Saturday, February 27, 2010

Carrot and Ginger Risotto

Yesterday was one of those rare days when I had nothing to do.  A friend who was coming to stay with us last night ended up changing his plans, and since I had requested the day off from work anyway, I ended up with the afternoon and evening free.  With the luxury of time, I decided to try my hand at Thomas Keller's soffritto recipe from the Ad Hoc Cookbook.  It's a great book filled with tons of practical recipes that you can actually make at home, but many of them take a lot of time to do them justice.  It seemed like the perfect opportunity, and one that wouldn't likely come again anytime soon.

A soffritto is any combination of slowly fried vegetables commonly used in Italian and Latin American cooking.  The most basic recipe includes onions and olive oil, but tomatoes seem to be a common theme as well.  Many Latin American soffrittos also include peppers, both sweet and spicy, as well as a variety of other seasonings.  Italian versions are often made with celery and carrots in addition to onions.  I had some carrots and a little ginger root in the fridge, so I thought, why not?  It's a common enough flavor combination that always yields delicious results.

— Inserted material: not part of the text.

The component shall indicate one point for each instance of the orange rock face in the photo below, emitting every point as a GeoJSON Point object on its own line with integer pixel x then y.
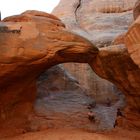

The trick to a proper soffritto is to cook the veggies in a little bit of oil at as low a heat as possible for a really long time on the stove top.  Keller's recipe suggests five hours!  The vegetables eventually give up their water in the the bath of slowly simmering oil, becoming more concentrated.  After several hours, they caramelize and form a richly flavored paste.  Keller suggests making a big batch of it and freezing it or keeping it in the fridge for use over the course of a week.  The depth of flavor that it added to my risotto was remarkable.  Read on for the recipe...

Carrot and Ginger Rissotto
serves 2 for a main course or 4 for a first course

for the soffritto:
4 or 5 good sized carrots, peeled and diced
1 inch piece of ginger root, peeled and diced
1 medium yellow onion, finely chopped
3 cloves garlic, minced
1 teaspoon ground coriander
1 Bay leaf
1 clove
2 or 3 tablespoons olive oil

for the risotto:
2/3 cup Arborio or other short grained rice
1/4 cup white wine or dry vermouth
1 1/2 cups water
2 tablespoons butter
1/4 cup grated Parmesan cheese
1/4 cream
aged balsamic vinegar if desired
chopped Italian parsley or cilantro if desired
salt and pepper

make the soffritto 
  1. Heat oil over very low heat in a sauce pan or small Dutch oven.
  2. When the oil begins to simmer, add the carrot, ginger, garlic, onion, Bay leaf, clove, and ground coriander.  Lightly salt them to help exude their water.
  3. Set the timer for five hours and let it sit on the stove.  Check it every now and then to make sure that it is not burning.  The heat should be at the lowest setting that your range allows.
  4. You'll know it's done when the oil is clear and the vegetables have turned into a paste.
make the risotto
  1. In the same pot, add the rice, water, and wine/vermouth to the soffritto.  Using a wooden spoon, scrape up any brown bits that have adhered to the bottom of the pan.
  2. Bring to a rolling boil, and then reduce heat to medium low.
  3. Let the rice simmer, covered on the stove for twenty minutes, stirring occasionally.
  4. Finish the dish by stirring in butter, cream, and cheese.  Correct seasoning with salt and pepper.
  5. Garnish with a drizzle of aged Balsamic vinegar and/or chopped herbs if you like.
This is a one pot meal requiring very little clean up.  I made it strictly with ingredients that I had in my home.  You can make a soffritto from just about any combination of vegetables, so experiment with what you have around.  If you follow the method, you're likely to come up with something delicious.  As you can see from my photo above, I topped it off with some roasted chicken, but you could easily omit that, making it a vegetarian offering.

You might have noticed that my risotto recipe doesn't call for the usual incessant stirring.  A friend from the kitchen at work told me that it wasn't necessary to coddle the rice quite as much as I am apt, so I forged ahead without the usual fuss.  The results were just as creamy as ever, so I am delighted to report that standing over a stove and stirring a pot of rice for twenty minutes is now a thing of the past for me.

With Wine: We drank an Albariño from Galicia in Spain with our risotto last night.  The lush tropical and stone fruit flavors of the wine complimented the exotic ginger notes very nicely and the tangy quality of the wine cut the richness provided by the cream, butter, and cheese very well.  If you're in the mood for red, try a Dolcetto d'Alba or a Valpolicella Classico (avoid a richer ripasso version).  Both of these lighter bodied wines will play nicely off the sweet root vegetable character of the carrots and will also have a similar tangy quality to the Albariño.